Wenn La Luz Frontfrau Shana Cleveland über ihr neues Album redet, dann ist "Intimität" das zentrale Stichwort. Denn obwohl sie, ihre Bassistin Lena Simon und Keyboarderin Alice Sandahl, mittlerweile verstreut in den USA leben, haben sie es geschafft, die räumliche Distanz in tiefe Verbundenheit zu verwandeln: Mit konzentrierten, intensiven Treffen in Los Angeles.

"Alle haben irgendwie ihr eigenes Ding gemacht. Und als wir dann wieder zusammen kamen, hatten wir so eine großartige Energie", erzählt Shana. "Es war aufregend zu merken, dass wir so eine starke Bindung hatten. Nach der Pause haben wir uns Näher denn je gefühlt".

Retrosound von Adrian Younge

Ihren Sound nennen La Luz Surf Noir: Retro, melancholisch und groovy zugleich. Hypnotische Gitarrenriffs, opulente Harmonien und psychedelische Melodien werfen beim Hören in der Zeit zurück. Maßgeblich mitverantwortlich dafür ist Adrian Younge. Der Produzent und Jazz-Musiker stärkt sonst Soul und HipHop-Artists den Rücken, betreibt sein eigenes Label unter dem Namen Jazz Is Dead.

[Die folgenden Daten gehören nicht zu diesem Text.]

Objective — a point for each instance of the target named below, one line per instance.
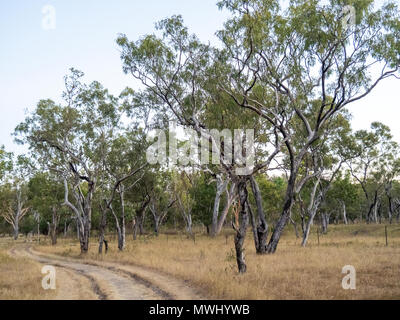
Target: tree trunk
(231, 195)
(344, 212)
(221, 186)
(287, 207)
(324, 222)
(262, 226)
(241, 231)
(102, 227)
(16, 229)
(53, 227)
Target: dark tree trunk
(102, 227)
(281, 223)
(261, 231)
(241, 231)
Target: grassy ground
(314, 272)
(20, 278)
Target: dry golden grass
(20, 278)
(292, 272)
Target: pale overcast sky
(33, 61)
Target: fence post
(386, 236)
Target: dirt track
(109, 281)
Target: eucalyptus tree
(46, 196)
(182, 183)
(302, 55)
(69, 139)
(342, 197)
(375, 152)
(178, 75)
(123, 163)
(162, 199)
(5, 163)
(14, 194)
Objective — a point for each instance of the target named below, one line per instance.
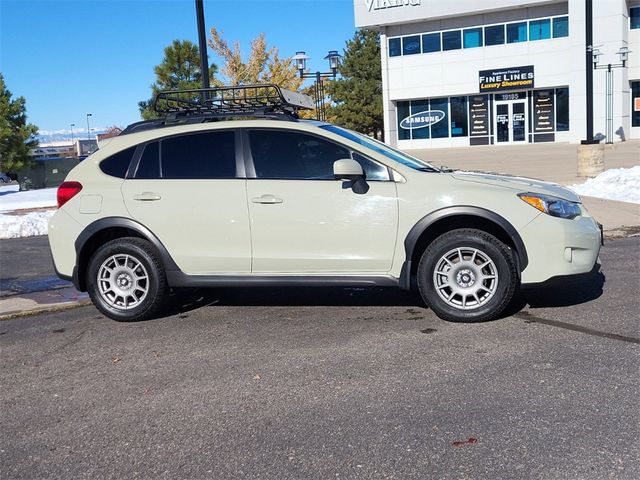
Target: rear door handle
(147, 197)
(267, 198)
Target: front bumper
(559, 247)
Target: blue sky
(68, 58)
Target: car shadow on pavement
(185, 300)
(557, 292)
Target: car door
(305, 221)
(189, 191)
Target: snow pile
(12, 199)
(622, 184)
(13, 223)
(24, 225)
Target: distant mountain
(46, 136)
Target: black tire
(110, 304)
(464, 273)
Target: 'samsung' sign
(421, 119)
(382, 4)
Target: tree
(264, 64)
(179, 70)
(357, 96)
(17, 137)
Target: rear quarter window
(117, 164)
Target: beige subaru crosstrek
(198, 200)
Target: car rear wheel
(467, 275)
(126, 280)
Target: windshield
(382, 148)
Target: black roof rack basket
(249, 100)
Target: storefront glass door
(511, 121)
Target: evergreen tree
(179, 70)
(17, 137)
(357, 95)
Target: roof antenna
(202, 41)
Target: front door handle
(267, 198)
(147, 197)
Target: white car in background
(201, 198)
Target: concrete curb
(39, 302)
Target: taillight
(67, 191)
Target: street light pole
(300, 59)
(88, 130)
(623, 53)
(589, 72)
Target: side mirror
(347, 169)
(351, 171)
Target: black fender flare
(425, 222)
(118, 222)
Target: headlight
(554, 206)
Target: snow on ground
(12, 199)
(622, 184)
(25, 224)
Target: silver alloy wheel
(465, 278)
(123, 282)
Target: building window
(562, 109)
(516, 32)
(451, 40)
(431, 42)
(403, 112)
(394, 47)
(494, 35)
(411, 45)
(635, 104)
(560, 27)
(459, 125)
(540, 29)
(472, 37)
(634, 18)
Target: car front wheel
(126, 280)
(467, 275)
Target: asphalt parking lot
(331, 383)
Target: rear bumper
(559, 247)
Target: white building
(481, 72)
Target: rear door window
(206, 155)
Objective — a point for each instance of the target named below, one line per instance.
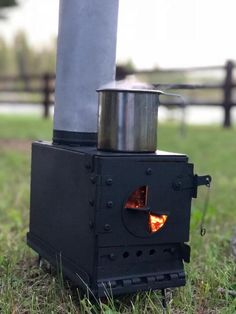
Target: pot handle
(183, 101)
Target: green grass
(24, 288)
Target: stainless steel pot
(128, 120)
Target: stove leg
(39, 261)
(164, 302)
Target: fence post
(46, 93)
(227, 104)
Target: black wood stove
(113, 221)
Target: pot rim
(130, 90)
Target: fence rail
(42, 86)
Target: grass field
(24, 288)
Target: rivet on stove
(109, 204)
(109, 181)
(149, 171)
(93, 179)
(107, 227)
(91, 202)
(88, 166)
(91, 224)
(112, 256)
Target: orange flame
(156, 222)
(138, 199)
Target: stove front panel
(117, 225)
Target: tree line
(21, 58)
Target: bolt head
(149, 171)
(107, 227)
(112, 256)
(109, 181)
(109, 204)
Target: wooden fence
(42, 88)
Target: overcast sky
(167, 33)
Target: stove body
(79, 220)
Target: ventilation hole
(126, 254)
(139, 253)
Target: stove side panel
(60, 215)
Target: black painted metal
(78, 219)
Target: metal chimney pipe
(86, 56)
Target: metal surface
(85, 60)
(83, 224)
(128, 120)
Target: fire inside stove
(138, 201)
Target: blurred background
(164, 41)
(188, 44)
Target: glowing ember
(156, 222)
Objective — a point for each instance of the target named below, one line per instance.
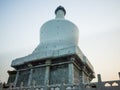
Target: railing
(107, 85)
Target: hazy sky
(98, 22)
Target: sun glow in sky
(99, 31)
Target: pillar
(47, 72)
(16, 78)
(71, 73)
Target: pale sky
(99, 31)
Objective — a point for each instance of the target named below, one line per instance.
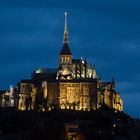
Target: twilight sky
(106, 32)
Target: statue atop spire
(65, 41)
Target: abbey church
(74, 85)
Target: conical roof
(65, 50)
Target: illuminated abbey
(74, 84)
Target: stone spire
(65, 39)
(65, 49)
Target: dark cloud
(106, 32)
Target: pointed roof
(65, 49)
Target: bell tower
(65, 57)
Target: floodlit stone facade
(74, 84)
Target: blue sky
(107, 33)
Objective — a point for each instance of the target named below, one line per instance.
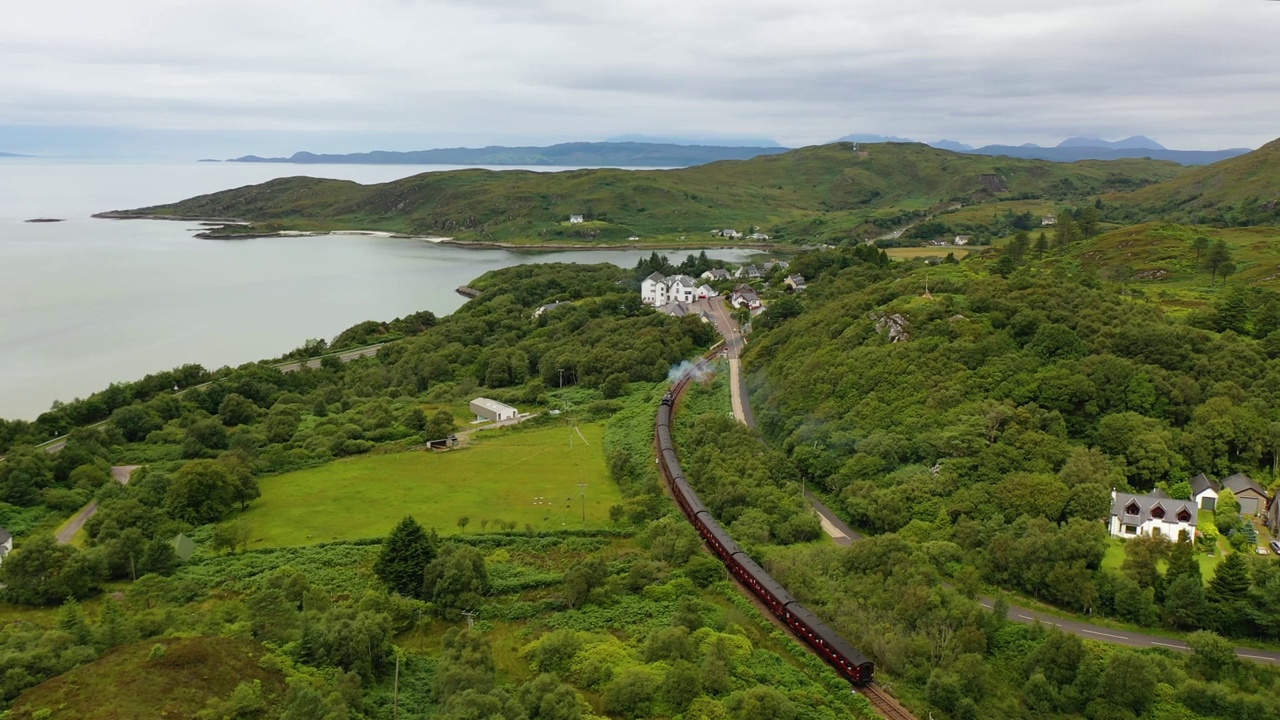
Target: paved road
(842, 534)
(120, 474)
(347, 356)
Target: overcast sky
(275, 76)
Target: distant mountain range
(568, 154)
(1075, 149)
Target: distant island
(1075, 149)
(567, 154)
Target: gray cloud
(1192, 73)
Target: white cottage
(1153, 514)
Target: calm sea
(86, 302)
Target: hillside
(567, 154)
(1239, 191)
(813, 194)
(128, 683)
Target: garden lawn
(522, 475)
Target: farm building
(1155, 514)
(493, 410)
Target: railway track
(885, 703)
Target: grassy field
(1159, 259)
(908, 253)
(528, 477)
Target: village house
(658, 290)
(1205, 492)
(1248, 493)
(745, 297)
(549, 308)
(493, 410)
(1155, 514)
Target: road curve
(842, 534)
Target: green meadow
(515, 475)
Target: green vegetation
(506, 477)
(831, 192)
(167, 677)
(1239, 191)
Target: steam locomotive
(833, 648)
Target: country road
(56, 443)
(842, 534)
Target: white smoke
(700, 372)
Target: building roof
(493, 405)
(1201, 483)
(1147, 502)
(1240, 482)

In seinem Studio aufzunehmen, war für Shana wie ein Traum. "Die Atmosphäre in Adrians Studio ist ganz anders als alles, was ich bisher erlebt habe", sagt sie. "Es fühlt sich so an, als würde man in die Vergangenheit reisen. Und ich glaube, das ist auch seine Absicht. Es gibt nichts in seinem Studio, das neu ist. Sogar die Zeitschriften, die auf dem Tisch liegen, sind aus den Siebzigern".

Vogelzwitschern, Wind und Sonne

Shana schreibt die Texte der Songs meistens draußen. Sie lebt in einem ländlichen Gebiet im Norden von Kalifornien. Zwischen Bäumen, Vogelzwitschern, Sonnenstrahlen und Wind. "Alle Geräusche, die ich hier draußen höre, sind irgendwie mysteriös", beschreibt sie ihre Wahrnehmung. "Ich kann mir zwar ein Tal voller Bäume anschauen, aber ich kann nicht sehen, was genau die Geräusche erzeugt.

Der Song "In The Country" fängt diese Essenz besonders gut ein. Ich weiß, dass es keine Vögel, Insekten und Wind sind. Aber irgendwie kann das Lied diese Geräusche besser wiedergeben, als wenn ich mit einem Aufnahmegerät rausgegangen wäre, um die echte Sache aufzunehmen".

Vertraute Leichtigkeit

Diese entspannte Bodenständigkeit und Naturverbundenheit fließt in ihr Songwriting. Shana singt von Realitätsflucht, wenn sie sich in "Oh Blue" während des zehrenden Tourlebens an einen Ort der Vertrautheit zurückwünscht. Es geht um Liebe und Nähe. Viele ihrer Songs hat sie mit ihrem Sohn in Gedanken geschrieben. Als er noch ein Baby war, war sie viel mit ihm spazieren. Dabei sang sie ihm vor. "So bin ich auf einige Lyrics gekommen. Deshalb fühlen sich die Songs so vertraut an, weil sie erst geflüstert und sehr privat waren". Mit dieser Formel öffnen La Luz die Tür in ihre Welt zwischen psychedelischer Verträumtheit, Leichtigkeit und Liebe – und schaffen damit dieses wohlig warme Gefühl eines perfekten kalifornischen Sommertags.